Le sfide anche nella realtà della depurazione delle acque, certo, non mancano. A livello federale, infatti, si sono alzate le aspettative sulla qualità del trattamento delle acque reflue che escono dagli impianti, a tutela dei fiumi. E la prima nuova frontiera, da qui al 2040, è quella dei microinquinanti, residui ad esempio di farmaci, detergenti, cosmetici, coloranti e pesticidi, che la Confederazione intende abbattere. Ai Prati Maggi questa fase non è ancora stata messa in cantiere. A che punto siete? «Sin qui – ci risponde il direttore Daniele Managlia – ci siamo concentrati sui rinnovi. Prima di trattare i micro, stiamo ancora lavorando sui macroinquinanti: abbiamo in vista di intervenire sui pretrattamenti, poi sulla linea fanghi. In seguito ci arriveremo». Scadenza da calendario per avviare il tutto è il 2025. Il tema, fa memoria Beretta Piccoli, è comunque già sul tavolo dal 2010, quando il Cdam ha commissionato uno studio preliminare, obiettivo individuare le soluzioni più idonee per l'impianto di Rancate.

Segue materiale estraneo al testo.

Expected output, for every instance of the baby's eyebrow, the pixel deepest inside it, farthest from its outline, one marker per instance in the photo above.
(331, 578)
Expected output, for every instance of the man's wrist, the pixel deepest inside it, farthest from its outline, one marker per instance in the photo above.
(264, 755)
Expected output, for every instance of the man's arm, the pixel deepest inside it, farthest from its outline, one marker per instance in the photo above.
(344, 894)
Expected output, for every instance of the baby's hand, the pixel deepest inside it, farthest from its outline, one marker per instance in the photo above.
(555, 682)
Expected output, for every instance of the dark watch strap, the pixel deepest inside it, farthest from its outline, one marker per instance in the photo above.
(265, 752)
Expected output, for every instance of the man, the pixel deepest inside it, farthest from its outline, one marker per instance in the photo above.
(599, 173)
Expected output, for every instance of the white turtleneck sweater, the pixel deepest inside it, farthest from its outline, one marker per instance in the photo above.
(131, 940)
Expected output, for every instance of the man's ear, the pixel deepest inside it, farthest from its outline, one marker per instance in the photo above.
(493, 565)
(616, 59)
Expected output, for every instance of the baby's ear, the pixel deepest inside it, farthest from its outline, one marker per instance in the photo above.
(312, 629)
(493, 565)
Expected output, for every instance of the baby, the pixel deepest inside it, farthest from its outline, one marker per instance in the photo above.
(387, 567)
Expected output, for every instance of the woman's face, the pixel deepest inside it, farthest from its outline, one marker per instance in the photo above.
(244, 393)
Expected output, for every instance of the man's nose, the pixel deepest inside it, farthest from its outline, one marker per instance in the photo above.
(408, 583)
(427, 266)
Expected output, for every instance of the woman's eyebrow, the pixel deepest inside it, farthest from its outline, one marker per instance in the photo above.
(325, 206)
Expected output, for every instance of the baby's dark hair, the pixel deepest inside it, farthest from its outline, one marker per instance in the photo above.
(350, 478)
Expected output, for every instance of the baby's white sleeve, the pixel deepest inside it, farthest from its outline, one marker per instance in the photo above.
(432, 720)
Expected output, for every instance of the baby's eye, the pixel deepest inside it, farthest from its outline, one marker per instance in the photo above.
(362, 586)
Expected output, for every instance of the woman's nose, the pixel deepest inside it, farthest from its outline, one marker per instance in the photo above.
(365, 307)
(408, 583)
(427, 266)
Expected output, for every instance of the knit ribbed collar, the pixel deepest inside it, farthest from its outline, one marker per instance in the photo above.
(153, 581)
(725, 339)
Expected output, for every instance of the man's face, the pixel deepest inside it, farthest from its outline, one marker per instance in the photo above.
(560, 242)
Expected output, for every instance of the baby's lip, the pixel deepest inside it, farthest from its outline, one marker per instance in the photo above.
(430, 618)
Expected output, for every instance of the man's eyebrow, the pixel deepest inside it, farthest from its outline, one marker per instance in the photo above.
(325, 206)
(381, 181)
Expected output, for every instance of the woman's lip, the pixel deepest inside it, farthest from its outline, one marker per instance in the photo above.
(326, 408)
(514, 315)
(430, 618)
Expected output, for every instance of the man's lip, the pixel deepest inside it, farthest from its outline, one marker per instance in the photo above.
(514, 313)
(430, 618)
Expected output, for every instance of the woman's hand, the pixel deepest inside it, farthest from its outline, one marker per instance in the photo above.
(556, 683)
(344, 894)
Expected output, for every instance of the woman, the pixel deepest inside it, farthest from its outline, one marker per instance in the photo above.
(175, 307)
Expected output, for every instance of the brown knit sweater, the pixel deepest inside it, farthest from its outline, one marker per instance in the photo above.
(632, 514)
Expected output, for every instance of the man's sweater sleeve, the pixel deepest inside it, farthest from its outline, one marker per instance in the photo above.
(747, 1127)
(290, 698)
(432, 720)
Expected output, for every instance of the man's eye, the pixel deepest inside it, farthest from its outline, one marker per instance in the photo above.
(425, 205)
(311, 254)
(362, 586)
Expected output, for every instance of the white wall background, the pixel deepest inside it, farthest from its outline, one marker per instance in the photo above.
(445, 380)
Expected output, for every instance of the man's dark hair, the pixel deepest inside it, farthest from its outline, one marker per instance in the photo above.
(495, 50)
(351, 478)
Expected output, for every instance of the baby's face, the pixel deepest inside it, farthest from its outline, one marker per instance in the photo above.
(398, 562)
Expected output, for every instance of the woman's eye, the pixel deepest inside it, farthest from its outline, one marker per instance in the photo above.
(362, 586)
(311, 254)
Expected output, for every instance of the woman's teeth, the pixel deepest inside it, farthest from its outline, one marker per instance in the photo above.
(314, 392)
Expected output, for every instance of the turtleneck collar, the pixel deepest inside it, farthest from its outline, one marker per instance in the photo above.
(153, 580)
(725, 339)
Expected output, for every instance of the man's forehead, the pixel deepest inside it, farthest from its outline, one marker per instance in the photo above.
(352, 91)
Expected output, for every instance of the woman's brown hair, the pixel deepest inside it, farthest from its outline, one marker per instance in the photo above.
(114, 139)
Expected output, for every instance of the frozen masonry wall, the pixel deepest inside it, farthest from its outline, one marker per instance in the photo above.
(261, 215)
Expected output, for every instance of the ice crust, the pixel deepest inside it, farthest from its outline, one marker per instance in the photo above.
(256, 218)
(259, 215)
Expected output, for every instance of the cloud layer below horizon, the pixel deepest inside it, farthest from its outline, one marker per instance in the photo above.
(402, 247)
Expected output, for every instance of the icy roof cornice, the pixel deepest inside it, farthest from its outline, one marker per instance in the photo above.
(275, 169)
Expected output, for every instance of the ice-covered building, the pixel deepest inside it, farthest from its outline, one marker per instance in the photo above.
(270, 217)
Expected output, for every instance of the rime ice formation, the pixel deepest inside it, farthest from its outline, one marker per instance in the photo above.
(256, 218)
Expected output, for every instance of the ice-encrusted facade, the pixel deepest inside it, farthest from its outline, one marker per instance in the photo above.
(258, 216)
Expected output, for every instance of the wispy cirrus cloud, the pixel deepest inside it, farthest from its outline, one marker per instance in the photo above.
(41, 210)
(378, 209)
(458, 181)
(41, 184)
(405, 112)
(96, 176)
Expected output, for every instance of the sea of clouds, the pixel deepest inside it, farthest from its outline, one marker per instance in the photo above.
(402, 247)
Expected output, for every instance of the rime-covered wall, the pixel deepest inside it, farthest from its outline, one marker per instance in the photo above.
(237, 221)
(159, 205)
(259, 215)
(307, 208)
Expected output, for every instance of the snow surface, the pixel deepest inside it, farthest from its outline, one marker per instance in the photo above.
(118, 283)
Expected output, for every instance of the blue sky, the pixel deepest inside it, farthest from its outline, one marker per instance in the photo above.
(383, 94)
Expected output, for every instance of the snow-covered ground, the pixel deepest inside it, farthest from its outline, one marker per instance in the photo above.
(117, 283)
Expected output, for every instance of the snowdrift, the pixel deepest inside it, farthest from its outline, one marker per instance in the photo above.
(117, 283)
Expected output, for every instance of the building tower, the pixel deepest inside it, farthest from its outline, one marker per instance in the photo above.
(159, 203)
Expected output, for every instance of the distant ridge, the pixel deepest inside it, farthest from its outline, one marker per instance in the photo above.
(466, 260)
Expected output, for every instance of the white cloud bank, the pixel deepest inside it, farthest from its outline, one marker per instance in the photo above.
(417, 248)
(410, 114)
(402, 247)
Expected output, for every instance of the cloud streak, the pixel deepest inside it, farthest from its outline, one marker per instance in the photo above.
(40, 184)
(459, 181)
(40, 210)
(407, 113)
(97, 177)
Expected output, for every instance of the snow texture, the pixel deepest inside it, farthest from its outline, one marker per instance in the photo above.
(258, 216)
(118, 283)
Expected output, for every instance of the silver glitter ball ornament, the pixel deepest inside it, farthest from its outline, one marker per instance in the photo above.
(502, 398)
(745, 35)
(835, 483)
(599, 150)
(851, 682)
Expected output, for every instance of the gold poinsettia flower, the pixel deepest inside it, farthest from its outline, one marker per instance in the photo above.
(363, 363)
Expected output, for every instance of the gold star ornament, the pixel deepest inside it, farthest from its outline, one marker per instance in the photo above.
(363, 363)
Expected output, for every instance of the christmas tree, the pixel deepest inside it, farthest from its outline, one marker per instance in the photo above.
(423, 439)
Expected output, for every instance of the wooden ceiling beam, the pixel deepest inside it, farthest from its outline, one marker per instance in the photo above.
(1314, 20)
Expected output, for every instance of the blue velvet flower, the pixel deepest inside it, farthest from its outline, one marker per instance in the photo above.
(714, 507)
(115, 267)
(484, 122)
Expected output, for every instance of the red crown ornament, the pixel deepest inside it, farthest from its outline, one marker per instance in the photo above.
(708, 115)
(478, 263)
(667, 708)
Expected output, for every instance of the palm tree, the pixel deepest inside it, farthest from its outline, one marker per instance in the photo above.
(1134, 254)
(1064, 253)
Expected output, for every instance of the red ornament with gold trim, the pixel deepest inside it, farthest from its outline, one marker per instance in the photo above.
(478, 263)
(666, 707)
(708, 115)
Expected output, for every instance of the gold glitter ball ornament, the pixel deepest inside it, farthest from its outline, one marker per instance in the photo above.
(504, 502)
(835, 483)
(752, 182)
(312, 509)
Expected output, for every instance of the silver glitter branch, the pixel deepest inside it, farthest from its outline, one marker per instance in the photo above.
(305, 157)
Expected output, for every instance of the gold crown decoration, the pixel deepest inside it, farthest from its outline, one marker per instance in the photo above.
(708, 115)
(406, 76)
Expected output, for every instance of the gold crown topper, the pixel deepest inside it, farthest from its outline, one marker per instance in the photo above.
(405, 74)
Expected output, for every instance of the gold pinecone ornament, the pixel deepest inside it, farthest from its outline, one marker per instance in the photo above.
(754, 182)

Marco Tela attira, infatti, l'attenzione sui diversi approcci in campo: «È opportuno attendere che vengano introdotti i vari sistemi in altri impianti più all'avanguardia per fare una riflessione e scegliere la modalità più idonea per noi». Al momento, si aggiunge il direttore, «i filoni principali sono due: il trattamento con l'ozono e quello con i carboni attivi – lo stesso che verrà utilizzato nel depuratore del comprensorio chiassese, ndr –, e per noi tendenzialmente sarà da preferire il secondo o una soluzione combinata. Per ora non siamo andati oltre». Berna ha previsto altresì la riduzione delle immissioni di azoto. «Questo è un grande punto interrogativo che potrebbe incidere anche sulla scelta legata ai microinquinanti – annota Managlia –. Una possibile soluzione l'abbiamo individuata, ma vorremmo avere anche da Berna una situazione più chiara prima di agire. Del resto, sarà un cambiamento epocale». Ecco perché si preferisce andare sul sicuro.